Despite these limitations, this study adds to the limited available literature. It does not definitively answer the question: “Does tadalafil prevent curve progress in patients with acute phase PD?”, but it does support the need for a more methodologically sound trial to answer that question more definitively. In the meantime, tadalafil will continue to play an important role in my treatment protocol for men with PD. Nearly half of our patients with PD present with concurrent ED, which is not surprising given that its prevalence is higher in middle and older age where the prevalence of ED is higher [12, 13]. Many of these patients also endorse bothersome lower urinary tract symptoms (LUTS).
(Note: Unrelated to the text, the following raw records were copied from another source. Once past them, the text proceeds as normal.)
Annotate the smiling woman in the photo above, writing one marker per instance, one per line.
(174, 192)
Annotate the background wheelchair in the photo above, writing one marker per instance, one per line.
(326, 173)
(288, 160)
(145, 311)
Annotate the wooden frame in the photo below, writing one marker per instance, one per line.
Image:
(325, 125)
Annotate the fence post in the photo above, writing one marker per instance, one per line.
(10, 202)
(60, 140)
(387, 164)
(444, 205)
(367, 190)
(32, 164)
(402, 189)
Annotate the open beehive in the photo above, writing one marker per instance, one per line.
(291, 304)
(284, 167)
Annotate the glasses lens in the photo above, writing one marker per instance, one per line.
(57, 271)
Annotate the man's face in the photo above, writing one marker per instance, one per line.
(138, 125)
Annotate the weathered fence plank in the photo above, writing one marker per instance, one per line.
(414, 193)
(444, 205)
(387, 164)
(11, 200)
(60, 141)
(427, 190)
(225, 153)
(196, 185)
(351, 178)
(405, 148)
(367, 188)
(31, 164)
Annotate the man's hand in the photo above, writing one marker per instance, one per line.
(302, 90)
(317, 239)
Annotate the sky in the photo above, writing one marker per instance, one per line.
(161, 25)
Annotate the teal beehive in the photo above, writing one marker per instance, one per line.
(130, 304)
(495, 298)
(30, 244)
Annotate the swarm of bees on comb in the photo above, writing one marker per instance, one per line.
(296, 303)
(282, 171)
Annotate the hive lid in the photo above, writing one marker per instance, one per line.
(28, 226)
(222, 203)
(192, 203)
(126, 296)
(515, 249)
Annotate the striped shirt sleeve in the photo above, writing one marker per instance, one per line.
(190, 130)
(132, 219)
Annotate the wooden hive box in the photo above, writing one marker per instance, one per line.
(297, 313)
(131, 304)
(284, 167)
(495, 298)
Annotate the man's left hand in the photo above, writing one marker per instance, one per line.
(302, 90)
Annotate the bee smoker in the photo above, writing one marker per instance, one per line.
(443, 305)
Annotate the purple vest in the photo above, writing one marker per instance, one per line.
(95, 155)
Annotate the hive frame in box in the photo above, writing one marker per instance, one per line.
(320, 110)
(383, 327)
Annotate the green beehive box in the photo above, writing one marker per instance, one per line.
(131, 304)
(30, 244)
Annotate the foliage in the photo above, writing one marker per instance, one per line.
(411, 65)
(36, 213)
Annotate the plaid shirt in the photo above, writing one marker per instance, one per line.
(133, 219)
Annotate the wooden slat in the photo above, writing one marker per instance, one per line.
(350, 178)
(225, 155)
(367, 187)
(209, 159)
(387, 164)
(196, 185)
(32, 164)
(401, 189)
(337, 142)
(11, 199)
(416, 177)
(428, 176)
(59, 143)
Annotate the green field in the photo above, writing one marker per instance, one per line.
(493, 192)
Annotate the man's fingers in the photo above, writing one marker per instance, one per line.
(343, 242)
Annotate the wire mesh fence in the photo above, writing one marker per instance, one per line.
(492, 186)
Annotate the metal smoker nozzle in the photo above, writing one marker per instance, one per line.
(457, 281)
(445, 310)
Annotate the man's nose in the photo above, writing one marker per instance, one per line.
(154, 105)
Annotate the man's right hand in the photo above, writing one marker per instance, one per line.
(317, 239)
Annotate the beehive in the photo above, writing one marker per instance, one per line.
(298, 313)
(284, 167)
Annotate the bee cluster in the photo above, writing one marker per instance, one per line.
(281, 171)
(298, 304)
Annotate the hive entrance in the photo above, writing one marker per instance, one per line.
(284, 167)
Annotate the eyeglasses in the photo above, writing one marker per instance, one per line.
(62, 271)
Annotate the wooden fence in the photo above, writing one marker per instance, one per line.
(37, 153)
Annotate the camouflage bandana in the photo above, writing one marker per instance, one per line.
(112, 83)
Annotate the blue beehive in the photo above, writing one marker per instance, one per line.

Daily tadalafil is well supported as a treatment option for both ED and LUTS [14]. It may also be cardioprotective [15]. The medication is generally well tolerated, particularly at the low daily dose. In the United States, it is now available as a generic medication and has an excellent price point for those patients paying out of pocket without insurance coverage. We use the phrase “penis protection” to describe the benefits of ensuring adequate erection rigidity in order to prevent further risk for over or subclinical penile injury (i.e. “microtrauma”) that is proposed to cause PD in genetically predisposed patients. Maybe the clinical difference that Spirito et al. saw in the rate of curve progression was not due to the impact of tadalafil on the penile plaque itself, but rather the fact that patients with stronger erections were less likely to suffer ongoing injury at the level of the curvature (which may actually promote local symptom progression). Given all of the potential benefits and the low risk for significant side effects, it seems very reasonable to consider daily tadalafil as part of the protocol for those patients with PD and concurrent ED and/or LUTS. We also favor using this in conjunction with other therapies such as penile traction or intralesional therapy where we can focus on curvature improvement in addition to ensuring adequate erection rigidity.